Ebola virus disease (EVD) plagues low-resource and difficult-to-access settings. Machine learning prognostic models and mHealth tools could improve the understanding and use of evidence-based care guidelines in such settings. However, data incompleteness and lack of interoperability limit model generalizability. This study harmonizes diverse datasets from the 2014-16 EVD epidemic and generates several prognostic models incorporated into the novel Ebola Care Guidelines app that provides informed access to recommended evidence-based guidelines.

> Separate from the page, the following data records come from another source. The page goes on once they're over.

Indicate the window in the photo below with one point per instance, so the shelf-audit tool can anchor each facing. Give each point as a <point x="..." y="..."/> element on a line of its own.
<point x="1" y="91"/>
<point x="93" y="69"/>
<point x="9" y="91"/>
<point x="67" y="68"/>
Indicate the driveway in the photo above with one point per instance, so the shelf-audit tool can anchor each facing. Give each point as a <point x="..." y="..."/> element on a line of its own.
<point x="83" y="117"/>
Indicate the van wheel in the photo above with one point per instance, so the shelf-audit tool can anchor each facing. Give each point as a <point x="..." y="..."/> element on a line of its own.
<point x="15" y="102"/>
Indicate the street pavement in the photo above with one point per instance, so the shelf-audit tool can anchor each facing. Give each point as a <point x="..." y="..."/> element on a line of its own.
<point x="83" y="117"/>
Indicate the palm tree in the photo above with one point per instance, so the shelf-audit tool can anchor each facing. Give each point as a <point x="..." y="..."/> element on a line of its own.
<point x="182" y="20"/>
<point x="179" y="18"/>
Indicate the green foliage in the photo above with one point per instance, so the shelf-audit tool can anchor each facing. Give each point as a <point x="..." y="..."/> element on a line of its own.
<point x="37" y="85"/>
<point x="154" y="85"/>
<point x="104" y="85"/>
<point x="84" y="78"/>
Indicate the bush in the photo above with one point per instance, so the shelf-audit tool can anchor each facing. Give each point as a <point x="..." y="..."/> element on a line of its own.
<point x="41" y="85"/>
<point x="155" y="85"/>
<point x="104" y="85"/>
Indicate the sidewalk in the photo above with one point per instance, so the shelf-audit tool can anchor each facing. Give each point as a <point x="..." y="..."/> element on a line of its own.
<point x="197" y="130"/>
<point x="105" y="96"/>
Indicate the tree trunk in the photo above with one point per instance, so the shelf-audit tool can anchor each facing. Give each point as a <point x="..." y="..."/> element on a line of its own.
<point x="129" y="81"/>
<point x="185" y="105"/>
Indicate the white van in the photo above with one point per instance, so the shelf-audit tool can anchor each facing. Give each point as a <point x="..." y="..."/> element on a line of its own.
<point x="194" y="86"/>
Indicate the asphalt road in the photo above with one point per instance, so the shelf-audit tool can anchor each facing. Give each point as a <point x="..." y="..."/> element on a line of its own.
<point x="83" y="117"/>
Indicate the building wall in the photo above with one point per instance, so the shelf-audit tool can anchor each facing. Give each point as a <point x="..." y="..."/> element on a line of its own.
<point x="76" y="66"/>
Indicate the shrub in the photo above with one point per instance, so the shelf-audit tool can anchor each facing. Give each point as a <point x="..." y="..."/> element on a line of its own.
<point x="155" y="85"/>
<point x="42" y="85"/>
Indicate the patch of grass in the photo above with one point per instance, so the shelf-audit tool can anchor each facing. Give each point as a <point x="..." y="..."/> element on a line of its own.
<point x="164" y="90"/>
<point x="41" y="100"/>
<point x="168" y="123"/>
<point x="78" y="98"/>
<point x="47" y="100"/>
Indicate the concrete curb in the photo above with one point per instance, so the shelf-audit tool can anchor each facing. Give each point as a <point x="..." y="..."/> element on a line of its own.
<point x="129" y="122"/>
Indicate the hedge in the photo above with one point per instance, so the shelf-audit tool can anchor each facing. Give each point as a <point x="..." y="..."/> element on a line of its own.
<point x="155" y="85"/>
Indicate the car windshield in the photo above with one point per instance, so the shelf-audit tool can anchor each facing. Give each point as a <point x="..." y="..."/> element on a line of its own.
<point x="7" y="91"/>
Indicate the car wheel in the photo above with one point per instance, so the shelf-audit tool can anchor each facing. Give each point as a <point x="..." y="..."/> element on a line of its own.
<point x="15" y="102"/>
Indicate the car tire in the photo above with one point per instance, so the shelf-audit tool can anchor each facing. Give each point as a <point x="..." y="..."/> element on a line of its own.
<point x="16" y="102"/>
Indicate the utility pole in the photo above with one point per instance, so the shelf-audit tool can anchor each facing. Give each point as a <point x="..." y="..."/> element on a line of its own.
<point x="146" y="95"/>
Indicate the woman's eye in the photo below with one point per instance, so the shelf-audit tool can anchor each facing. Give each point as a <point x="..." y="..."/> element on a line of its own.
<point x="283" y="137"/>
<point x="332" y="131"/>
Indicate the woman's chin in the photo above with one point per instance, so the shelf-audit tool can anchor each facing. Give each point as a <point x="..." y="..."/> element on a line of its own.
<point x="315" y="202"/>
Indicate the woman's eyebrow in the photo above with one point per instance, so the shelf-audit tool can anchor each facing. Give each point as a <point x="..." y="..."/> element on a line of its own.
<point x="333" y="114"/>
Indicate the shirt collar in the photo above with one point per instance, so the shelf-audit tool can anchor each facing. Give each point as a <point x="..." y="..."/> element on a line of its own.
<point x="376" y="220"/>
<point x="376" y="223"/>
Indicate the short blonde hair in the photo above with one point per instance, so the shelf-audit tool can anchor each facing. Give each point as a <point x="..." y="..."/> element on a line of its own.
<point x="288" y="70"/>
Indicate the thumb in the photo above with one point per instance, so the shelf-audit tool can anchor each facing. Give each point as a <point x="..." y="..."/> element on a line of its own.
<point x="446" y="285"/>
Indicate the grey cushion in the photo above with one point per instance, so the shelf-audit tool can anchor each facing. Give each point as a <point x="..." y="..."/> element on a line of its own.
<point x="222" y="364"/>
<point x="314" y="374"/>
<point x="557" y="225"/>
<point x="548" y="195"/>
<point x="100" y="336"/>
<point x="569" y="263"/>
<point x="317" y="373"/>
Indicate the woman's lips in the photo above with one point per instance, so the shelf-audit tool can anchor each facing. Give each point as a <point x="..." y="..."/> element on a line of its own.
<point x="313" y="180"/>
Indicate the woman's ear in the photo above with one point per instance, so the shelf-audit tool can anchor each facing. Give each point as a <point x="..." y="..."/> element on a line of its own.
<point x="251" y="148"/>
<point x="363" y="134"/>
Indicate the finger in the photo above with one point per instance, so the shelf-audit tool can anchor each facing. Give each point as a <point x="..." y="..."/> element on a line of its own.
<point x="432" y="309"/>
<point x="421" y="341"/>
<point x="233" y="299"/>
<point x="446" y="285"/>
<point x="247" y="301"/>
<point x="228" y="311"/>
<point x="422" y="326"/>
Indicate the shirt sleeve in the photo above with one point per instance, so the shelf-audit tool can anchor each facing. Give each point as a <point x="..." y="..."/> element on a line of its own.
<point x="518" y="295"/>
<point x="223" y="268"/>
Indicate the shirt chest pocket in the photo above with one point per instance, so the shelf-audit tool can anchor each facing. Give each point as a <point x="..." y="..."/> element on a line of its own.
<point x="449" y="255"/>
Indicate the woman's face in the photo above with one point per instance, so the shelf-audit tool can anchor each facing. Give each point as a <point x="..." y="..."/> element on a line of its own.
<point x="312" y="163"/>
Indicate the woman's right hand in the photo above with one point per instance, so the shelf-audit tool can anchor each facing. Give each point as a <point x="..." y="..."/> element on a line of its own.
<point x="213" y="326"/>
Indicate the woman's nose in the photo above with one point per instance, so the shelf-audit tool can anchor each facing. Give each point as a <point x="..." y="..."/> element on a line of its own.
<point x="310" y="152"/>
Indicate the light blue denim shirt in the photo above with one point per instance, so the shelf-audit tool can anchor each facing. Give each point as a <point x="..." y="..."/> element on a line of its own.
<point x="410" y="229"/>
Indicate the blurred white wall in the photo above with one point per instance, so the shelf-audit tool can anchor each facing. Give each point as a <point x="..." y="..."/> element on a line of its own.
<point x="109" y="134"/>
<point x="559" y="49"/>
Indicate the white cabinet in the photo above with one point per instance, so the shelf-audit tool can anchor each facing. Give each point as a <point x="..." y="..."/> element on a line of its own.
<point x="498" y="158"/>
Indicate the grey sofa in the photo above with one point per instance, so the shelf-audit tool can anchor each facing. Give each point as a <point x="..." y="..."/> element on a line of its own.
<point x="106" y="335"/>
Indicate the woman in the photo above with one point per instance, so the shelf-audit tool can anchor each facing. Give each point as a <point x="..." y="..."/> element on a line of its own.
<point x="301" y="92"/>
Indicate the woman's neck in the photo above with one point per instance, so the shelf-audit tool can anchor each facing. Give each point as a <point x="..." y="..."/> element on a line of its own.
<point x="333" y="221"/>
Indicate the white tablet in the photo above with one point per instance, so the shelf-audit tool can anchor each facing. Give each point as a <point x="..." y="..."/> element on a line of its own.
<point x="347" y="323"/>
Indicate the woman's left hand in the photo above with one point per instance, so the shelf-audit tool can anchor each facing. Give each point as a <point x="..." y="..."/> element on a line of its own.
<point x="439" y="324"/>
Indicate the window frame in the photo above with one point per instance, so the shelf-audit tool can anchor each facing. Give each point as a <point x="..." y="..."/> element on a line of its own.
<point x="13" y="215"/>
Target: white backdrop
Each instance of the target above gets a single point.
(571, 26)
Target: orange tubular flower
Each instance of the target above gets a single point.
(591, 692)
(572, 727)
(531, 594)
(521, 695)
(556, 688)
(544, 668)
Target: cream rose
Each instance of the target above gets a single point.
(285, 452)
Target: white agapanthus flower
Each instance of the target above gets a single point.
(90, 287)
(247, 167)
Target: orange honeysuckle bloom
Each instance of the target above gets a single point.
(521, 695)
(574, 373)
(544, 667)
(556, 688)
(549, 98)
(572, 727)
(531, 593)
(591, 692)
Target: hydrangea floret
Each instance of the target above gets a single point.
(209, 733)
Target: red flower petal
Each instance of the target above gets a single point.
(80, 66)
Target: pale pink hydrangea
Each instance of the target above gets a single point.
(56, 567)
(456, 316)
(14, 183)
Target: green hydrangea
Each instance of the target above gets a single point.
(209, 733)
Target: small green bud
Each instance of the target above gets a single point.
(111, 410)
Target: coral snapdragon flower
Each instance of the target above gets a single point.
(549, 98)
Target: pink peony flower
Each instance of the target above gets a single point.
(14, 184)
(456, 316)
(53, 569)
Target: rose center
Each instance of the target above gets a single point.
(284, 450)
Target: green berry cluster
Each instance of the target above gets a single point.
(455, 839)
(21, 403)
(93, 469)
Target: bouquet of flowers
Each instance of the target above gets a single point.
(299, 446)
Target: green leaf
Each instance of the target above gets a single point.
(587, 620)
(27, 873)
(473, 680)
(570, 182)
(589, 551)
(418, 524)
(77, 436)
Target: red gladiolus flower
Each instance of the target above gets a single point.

Multivariate logistic regression was applied to investigate survival outcomes in 470 patients admitted to five Ebola treatment units in Liberia and Sierra Leone at various timepoints during 2014-16. We generated a parsimonious model (viral load, age, temperature, bleeding, jaundice, dyspnea, dysphagia, and time-to-presentation) and several fallback models for when these variables are unavailable. All were externally validated against two independent datasets and compared to further models including expert observational wellness assessments. Models were incorporated into an app highlighting the signs/symptoms with the largest contribution to prognosis.
The parsimonious model approached the predictive power of observational assessments by experienced clinicians (Area-Under-the-Curve, AUC = 0.70-0.79, accuracy = 0.64-0.74) and maintained its performance across subcohorts with different healthcare seeking behaviors. Age and viral load contributed > 5-fold the weighting of other features and including them in a minimal model had a similar AUC, albeit at the cost of specificity.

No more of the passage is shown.